Avalos farm uses sustainable pest control and cultivation techniques including using good crop rotation that builds and sustains soil health, planting cover crops that attracts beneficial insects and reintroduces nutrients back to the soil, and applying compost. Avalos employs 5 full-time and 6 seasonal workers and also works on his own farm.
Efren Avalos shared how he feels about farming, “I love my job because I can bring this nice community a little bit of the good food that they deserve.”
This year marks 23 years that he has sold at Berkeley Farmers’ Markets. He has some customers that have been shopping with him for all of those years.
When asked what are some of the biggest challenges to beginning farmers, Avalos shared that finding a market for your produce and crops is the biggest challenge. He shared that many farmers he knows are great at growing food but struggle to find the right outlet to sell their produce. When entering a farmers’ market for the first time as a vendor you have to build a new relationship with customers which takes time. Efren shares, “My customers are very nice. Believe it or not, from the 23 years that I have been part of this market, I have customers who have supported us from the beginning, and we are still seeing them come here.”
Efren sells at Berkeley Farmers’ Market and a few others in the Monterey County area, as well as to restaurants and a few Bay Area-based wholesalers, though he mentioned that farmers’ markets are key to his sales and business model. When asked what makes a farmers’ market successful for the farmers, Efren replied, “It depends on the community. That makes a huge difference.
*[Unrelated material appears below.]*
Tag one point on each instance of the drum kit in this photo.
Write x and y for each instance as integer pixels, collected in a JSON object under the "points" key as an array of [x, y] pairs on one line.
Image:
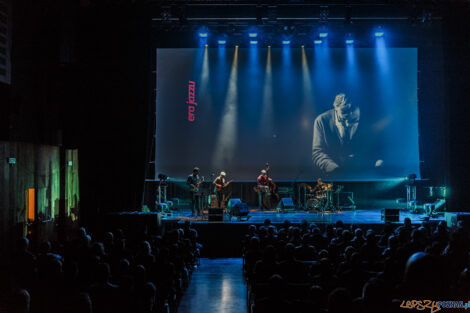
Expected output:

You have to know the community to know what to grow.”
Another challenge Avalos noted was access to long-term leases to be able to fully invest in building the soil composition of your farm as well as rising inflation with prices of necessary goods not decreasing, as well as the effects of climate change and droughts.
Efren: “It’s been a lot of changes lately and most of the changes are not helping us much. Especially seeds and plants – it’s getting super expensive lately. Lot more expensive than a couple of years ago. I can say double in prices. …It’s been kind of hard lately for everybody with the droughts and all the rules.”
Looking to the future, for his farm that he has operated his entire life, he is hoping to pass the business onto his children but recognizes that they may not want to take over the business. For now, he plans to continue the farming that he loves despite all of the challenges of heat, cold, droughts, and floods.
We know that small farmers are the only ones farming sustainably. Small farmers use cultivation practices that grow food with less inputs—less water, less or no pesticide, and less chemical nitrogen. Building up soil structure through compost, good crop rotation, limited tillage, and growing cover crops help the soil retain moisture when it’s dry and drain water when it floods. These are lessons that many knew when most people were farmers and directly connected to the land, but that may seem abstract or have become specialized knowledge in our current economic structure where most of us no longer grow food or have access to the means of our own subsistence. But the lessons of the past about how to grow food and maintain our food supply are still relevant today and build the foundation for our collective ecologically sustainable future.